We use the ip a command to view the network information on the following host:
[root@docker ~]# ip a 1: lo: <LOOPBACK,UP,LOWER_UP> mtu 65536 qdisc noqueue state UNKNOWN group default qlen 1000 link/loopback 00:00:00:00:00:00 brd 00:00:00:00:00:00 inet 127.0.0.1/8 scope host lo valid_lft forever preferred_lft forever inet6 ::1/128 scope host valid_lft forever preferred_lft forever 2: ens32: <BROADCAST,MULTICAST,UP,LOWER_UP> mtu 1500 qdisc pfifo_fast state UP group default qlen 1000 link/ether 00:0c:29:30:6d:8c brd ff:ff:ff:ff:ff:ff inet 192.168.209.148/24 brd 192.168.209.255 scope global noprefixroute dynamic ens32 valid_lft 1760sec preferred_lft 1760sec inet6 fe80::8081:c385:2b72:fe59/64 scope link noprefixroute valid_lft forever preferred_lft forever 3: docker0: <NO-CARRIER,BROADCAST,MULTICAST,UP> mtu 1500 qdisc noqueue state DOWN group default link/ether 02:42:d7:5e:07:6e brd ff:ff:ff:ff:ff:ff inet 172.17.0.1/16 brd 172.17.255.255 scope global docker0 valid_lft forever preferred_lft forever inet6 fe80::42:d7ff:fe5e:76e/64 scope link valid_lft forever preferred_lft forever
We create a Net Namespace using the following command:
[root@docker ~]# unshare --net --fork /bin/bash [root@docker ~]# ip a 1: lo: <LOOPBACK> mtu 65536 qdisc noop state DOWN group default qlen 1000 link/loopback 00:00:00:00:00:00 brd 00:00:00:00:00:00 [root@docker ~]#
It can be seen that there are lo, eth0, docker0 and other network devices on the host, while the new Net Namespace is different from the network devices on the host.

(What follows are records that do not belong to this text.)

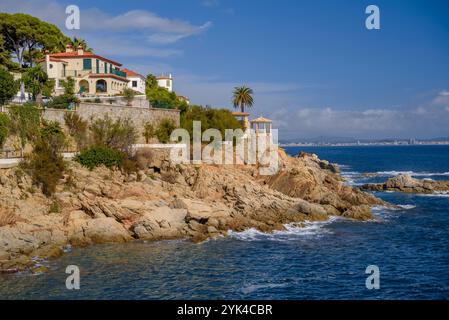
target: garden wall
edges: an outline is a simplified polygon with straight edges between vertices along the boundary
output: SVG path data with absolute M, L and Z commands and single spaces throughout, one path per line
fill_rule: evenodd
M 153 108 L 139 108 L 126 107 L 120 105 L 86 103 L 82 102 L 78 105 L 76 110 L 61 110 L 61 109 L 45 109 L 43 113 L 44 119 L 48 121 L 57 121 L 64 124 L 64 113 L 76 112 L 83 119 L 90 121 L 93 118 L 103 118 L 108 115 L 112 119 L 129 118 L 137 130 L 139 131 L 138 142 L 142 143 L 143 128 L 146 123 L 150 122 L 157 126 L 162 119 L 171 119 L 177 126 L 180 124 L 179 110 L 176 109 L 153 109 Z

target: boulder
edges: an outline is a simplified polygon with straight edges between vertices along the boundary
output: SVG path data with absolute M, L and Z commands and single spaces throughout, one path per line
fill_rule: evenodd
M 345 218 L 362 221 L 373 219 L 371 208 L 367 205 L 350 207 L 348 210 L 343 212 L 342 216 Z

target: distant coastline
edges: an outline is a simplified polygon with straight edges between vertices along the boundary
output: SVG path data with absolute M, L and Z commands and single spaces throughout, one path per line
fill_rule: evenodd
M 373 142 L 287 142 L 279 143 L 280 147 L 360 147 L 360 146 L 436 146 L 449 145 L 449 140 L 444 141 L 410 141 L 410 140 L 396 140 L 396 141 L 373 141 Z

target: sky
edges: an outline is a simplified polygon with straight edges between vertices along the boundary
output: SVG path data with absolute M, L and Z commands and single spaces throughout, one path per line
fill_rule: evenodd
M 67 30 L 77 5 L 80 30 Z M 380 30 L 368 30 L 368 5 Z M 172 73 L 192 103 L 232 108 L 254 90 L 252 117 L 284 140 L 449 137 L 446 0 L 1 0 L 86 39 L 144 75 Z

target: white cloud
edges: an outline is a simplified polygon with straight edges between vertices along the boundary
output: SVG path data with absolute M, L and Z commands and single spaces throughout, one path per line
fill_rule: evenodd
M 433 105 L 439 107 L 449 107 L 449 91 L 443 90 L 433 100 Z
M 171 57 L 181 55 L 169 45 L 197 36 L 211 27 L 207 21 L 188 21 L 161 17 L 147 10 L 130 10 L 118 15 L 97 8 L 80 8 L 81 28 L 65 29 L 65 6 L 54 0 L 2 0 L 1 11 L 22 12 L 56 24 L 69 36 L 85 38 L 96 52 L 120 57 Z M 161 48 L 161 46 L 163 48 Z

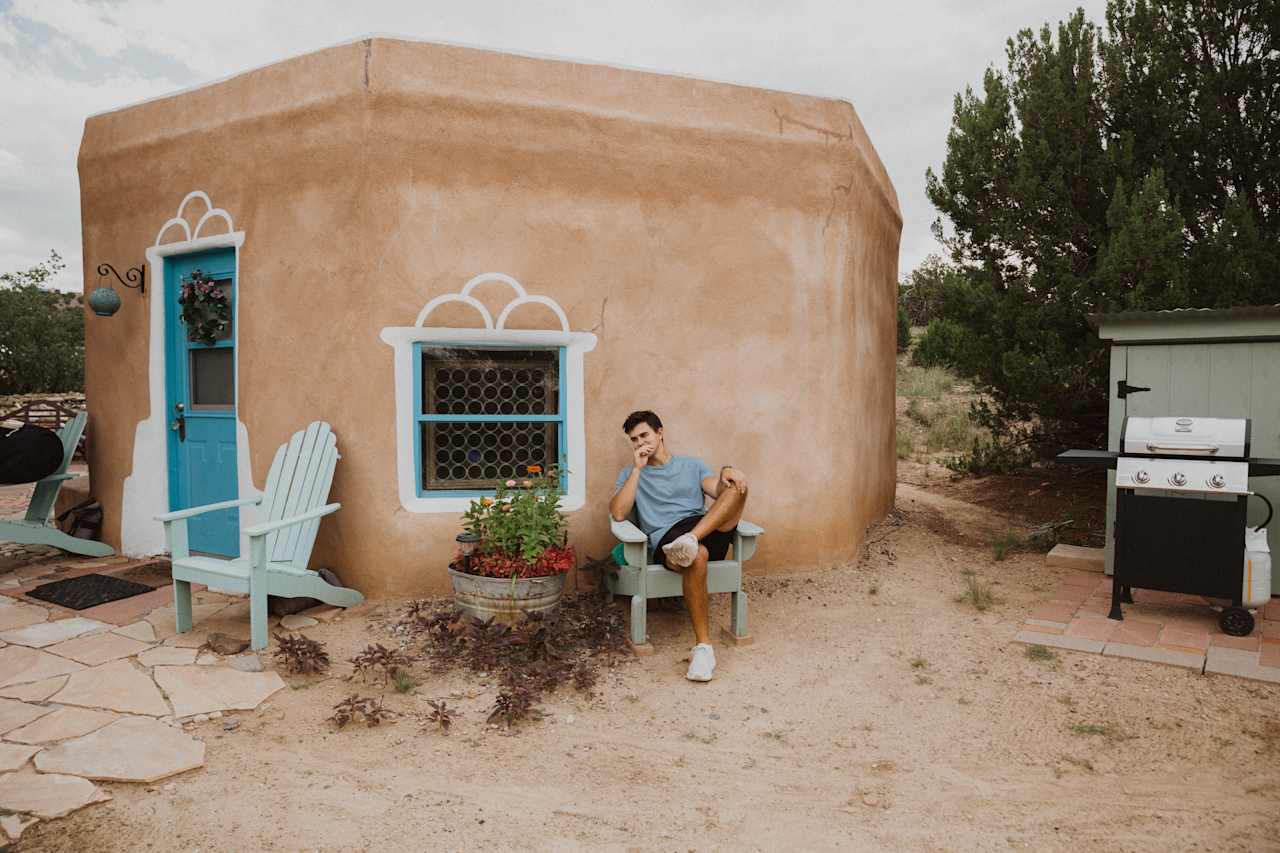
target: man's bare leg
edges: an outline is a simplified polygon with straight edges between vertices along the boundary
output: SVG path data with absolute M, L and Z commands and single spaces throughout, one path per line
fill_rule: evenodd
M 681 585 L 684 587 L 685 607 L 689 610 L 689 619 L 694 622 L 694 637 L 699 643 L 707 643 L 710 646 L 712 642 L 712 597 L 707 592 L 707 561 L 708 553 L 705 546 L 698 546 L 698 556 L 694 561 L 685 569 L 675 565 L 671 558 L 667 558 L 667 567 L 672 571 L 680 573 Z
M 742 507 L 746 506 L 746 489 L 739 492 L 732 485 L 726 485 L 719 493 L 712 506 L 707 510 L 707 515 L 694 525 L 690 530 L 698 540 L 701 542 L 705 537 L 710 535 L 716 530 L 732 530 L 737 526 L 737 523 L 742 519 Z

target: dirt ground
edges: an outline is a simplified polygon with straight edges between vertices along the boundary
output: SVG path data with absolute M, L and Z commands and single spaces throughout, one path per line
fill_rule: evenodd
M 201 724 L 207 763 L 41 822 L 22 850 L 1263 850 L 1280 849 L 1280 686 L 1010 642 L 1055 584 L 1041 553 L 992 561 L 1007 516 L 900 484 L 860 566 L 753 579 L 755 644 L 691 684 L 680 612 L 657 654 L 516 734 L 493 685 L 419 672 L 411 694 L 291 678 Z M 954 489 L 952 489 L 954 491 Z M 963 574 L 997 605 L 957 603 Z M 335 661 L 393 642 L 402 602 L 308 629 Z M 727 620 L 727 603 L 717 602 Z M 334 731 L 344 695 L 393 725 Z M 415 713 L 449 698 L 453 731 Z M 470 698 L 468 698 L 470 697 Z

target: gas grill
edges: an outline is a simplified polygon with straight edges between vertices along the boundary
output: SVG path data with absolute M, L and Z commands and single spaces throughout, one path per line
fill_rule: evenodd
M 1133 603 L 1137 587 L 1222 599 L 1222 630 L 1238 637 L 1253 630 L 1245 610 L 1258 603 L 1245 555 L 1249 478 L 1280 474 L 1280 460 L 1251 459 L 1249 429 L 1247 418 L 1125 418 L 1119 452 L 1057 457 L 1115 469 L 1111 619 L 1124 619 L 1120 605 Z M 1271 520 L 1266 503 L 1258 529 Z

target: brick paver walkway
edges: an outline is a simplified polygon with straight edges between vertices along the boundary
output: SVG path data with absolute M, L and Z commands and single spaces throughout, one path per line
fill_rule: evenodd
M 1068 574 L 1032 608 L 1014 639 L 1280 683 L 1280 599 L 1258 610 L 1252 634 L 1229 637 L 1199 596 L 1134 589 L 1133 598 L 1123 605 L 1123 621 L 1110 620 L 1111 579 Z

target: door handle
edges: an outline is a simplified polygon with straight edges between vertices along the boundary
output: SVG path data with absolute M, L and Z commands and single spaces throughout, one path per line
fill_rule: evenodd
M 187 441 L 187 416 L 183 412 L 187 407 L 182 403 L 175 403 L 173 409 L 178 412 L 178 416 L 169 421 L 169 429 L 177 429 L 178 441 L 184 442 Z
M 1124 400 L 1129 394 L 1135 394 L 1142 391 L 1151 391 L 1151 388 L 1143 388 L 1142 386 L 1130 386 L 1124 379 L 1116 380 L 1116 397 L 1120 397 L 1120 400 Z

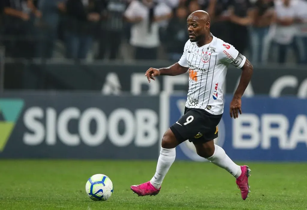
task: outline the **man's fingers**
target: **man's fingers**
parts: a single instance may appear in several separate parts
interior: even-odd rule
[[[239,107],[239,112],[240,112],[240,114],[242,114],[242,110],[241,110],[241,107]]]

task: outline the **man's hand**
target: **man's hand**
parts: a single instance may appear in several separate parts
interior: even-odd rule
[[[240,114],[242,114],[241,110],[241,98],[234,97],[230,102],[230,117],[233,116],[234,119],[239,117],[238,111]]]
[[[160,75],[160,71],[157,69],[150,68],[147,70],[145,74],[145,75],[147,77],[148,82],[150,82],[150,79],[155,80],[156,79],[154,77],[159,76]]]

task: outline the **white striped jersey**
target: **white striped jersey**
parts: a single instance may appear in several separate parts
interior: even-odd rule
[[[189,90],[185,106],[206,109],[215,115],[223,113],[222,88],[228,66],[241,68],[246,58],[231,45],[214,36],[199,47],[189,40],[178,63],[189,68]]]

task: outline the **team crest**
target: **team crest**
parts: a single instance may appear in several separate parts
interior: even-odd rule
[[[210,57],[209,56],[211,55],[210,53],[208,53],[208,51],[206,51],[206,52],[203,52],[202,55],[201,55],[201,61],[204,63],[207,63],[210,60]]]
[[[203,134],[200,132],[198,132],[197,135],[194,136],[194,138],[195,139],[198,139],[199,138],[201,137],[202,136],[203,136]]]

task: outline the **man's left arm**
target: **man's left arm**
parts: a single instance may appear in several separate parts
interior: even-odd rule
[[[224,43],[223,46],[223,53],[221,54],[222,57],[220,59],[223,62],[230,63],[242,70],[239,84],[230,103],[230,117],[233,117],[235,119],[239,117],[238,112],[240,114],[242,114],[241,98],[251,81],[253,68],[245,56],[240,53],[232,45]]]

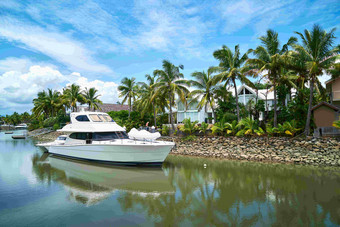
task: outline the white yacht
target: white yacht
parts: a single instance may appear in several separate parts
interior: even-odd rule
[[[49,153],[86,160],[113,162],[116,164],[161,164],[173,142],[156,141],[148,133],[129,138],[125,129],[119,126],[106,113],[71,113],[71,124],[58,130],[70,135],[60,136],[56,141],[37,144]],[[151,139],[150,139],[151,138]]]
[[[19,125],[15,126],[16,129],[26,129],[27,127],[28,126],[25,123],[22,123],[22,124],[19,124]]]

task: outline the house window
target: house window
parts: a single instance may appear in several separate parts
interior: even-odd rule
[[[79,115],[76,117],[77,121],[90,121],[86,115]]]
[[[85,132],[77,132],[77,133],[72,133],[70,135],[70,138],[76,139],[76,140],[86,140],[87,133]]]
[[[247,94],[247,95],[251,95],[252,94],[248,89],[245,88],[244,90],[245,90],[245,92],[244,92],[245,94]]]

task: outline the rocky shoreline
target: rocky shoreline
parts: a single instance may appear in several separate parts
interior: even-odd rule
[[[32,131],[34,135],[39,131]],[[32,136],[40,141],[53,141],[61,132]],[[294,163],[340,167],[340,140],[335,138],[286,137],[162,137],[174,141],[170,154],[256,162]]]
[[[340,167],[340,141],[333,138],[198,137],[176,142],[171,154],[256,162]]]

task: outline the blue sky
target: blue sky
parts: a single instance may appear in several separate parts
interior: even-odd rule
[[[0,114],[70,83],[114,103],[123,77],[142,81],[163,59],[189,78],[222,45],[245,52],[269,28],[285,42],[314,23],[340,37],[340,1],[0,1]]]

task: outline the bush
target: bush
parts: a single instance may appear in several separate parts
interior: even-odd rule
[[[163,125],[162,130],[161,130],[162,136],[168,136],[169,131],[170,131],[170,128],[166,125]]]
[[[235,120],[237,121],[237,115],[227,112],[227,113],[224,113],[223,119],[224,119],[224,122],[233,122]]]
[[[183,120],[183,125],[180,126],[180,130],[186,134],[193,134],[195,131],[197,131],[197,126],[196,124],[198,121],[191,122],[191,119],[184,119]]]
[[[189,135],[183,138],[183,141],[194,141],[194,140],[196,140],[195,135]]]
[[[54,124],[58,123],[57,117],[50,117],[43,121],[43,127],[53,127]]]
[[[59,127],[59,124],[58,124],[58,123],[55,123],[55,124],[53,125],[53,130],[54,130],[54,131],[57,131],[59,128],[60,128],[60,127]]]

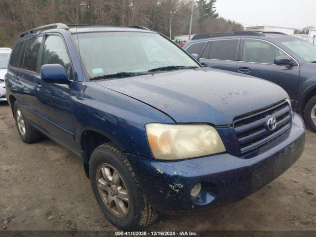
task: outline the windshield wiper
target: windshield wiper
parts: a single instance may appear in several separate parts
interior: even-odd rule
[[[150,70],[148,70],[148,72],[157,72],[158,71],[171,71],[171,70],[177,70],[179,69],[183,69],[184,68],[197,68],[196,66],[166,66],[165,67],[160,67],[160,68],[153,68]]]
[[[105,75],[97,76],[96,77],[93,77],[90,78],[89,79],[90,80],[98,80],[99,79],[107,79],[108,78],[128,78],[128,77],[133,77],[134,76],[143,75],[145,74],[149,74],[148,72],[143,73],[131,73],[122,72],[120,73],[114,73],[113,74],[108,74]]]

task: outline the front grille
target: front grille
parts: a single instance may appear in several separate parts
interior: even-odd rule
[[[276,119],[276,126],[271,131],[267,122],[272,117]],[[283,133],[291,127],[291,109],[286,101],[236,118],[233,126],[241,153],[255,149]]]

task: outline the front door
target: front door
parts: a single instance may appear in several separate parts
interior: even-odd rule
[[[59,64],[72,77],[70,57],[64,40],[58,35],[45,37],[40,59],[40,66]],[[35,95],[40,117],[40,126],[51,138],[75,152],[77,148],[72,121],[71,83],[69,85],[45,82],[38,79]]]
[[[276,57],[285,54],[270,42],[245,39],[242,57],[239,58],[240,61],[237,64],[237,72],[277,84],[287,92],[291,100],[294,101],[299,82],[300,67],[298,64],[294,59],[294,66],[274,64]]]

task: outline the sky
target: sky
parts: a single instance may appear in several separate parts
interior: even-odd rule
[[[220,16],[244,26],[316,26],[316,0],[217,0]]]

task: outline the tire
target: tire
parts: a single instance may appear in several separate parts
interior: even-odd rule
[[[13,105],[13,111],[15,124],[21,140],[26,143],[32,143],[41,140],[43,135],[32,126],[30,122],[22,113],[21,106],[17,101],[15,101]],[[24,124],[23,128],[19,125],[21,124],[21,123]]]
[[[304,119],[306,125],[316,132],[316,96],[313,97],[306,104],[304,109]]]
[[[115,171],[118,173],[119,177],[115,178],[118,177]],[[113,143],[101,145],[95,149],[91,156],[89,172],[97,201],[103,214],[113,225],[124,231],[136,231],[144,229],[156,220],[158,214],[144,196],[129,162]],[[112,185],[110,187],[110,183],[114,182],[116,186],[114,188]],[[120,190],[116,194],[116,187]],[[121,197],[120,199],[118,196],[119,193],[124,193],[127,195],[128,202],[125,201],[126,195],[121,195],[123,198]],[[108,202],[110,204],[107,204]],[[117,203],[122,207],[118,208]]]

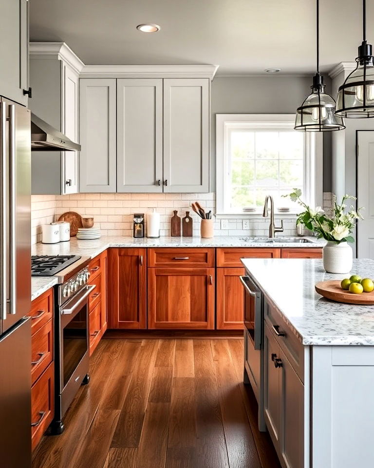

3. Why does Docker need a Namespace?
When Docker creates a new container, it will create these six namespaces, and then add the processes in the container to these namespaces, so that the processes in the Docker container can only see the system resources in the current Namespace.
It is precisely because Docker uses these Namespace technologies of Linux that Docker container isolation is realized. It can be said that without Namespace, there will be no Docker container.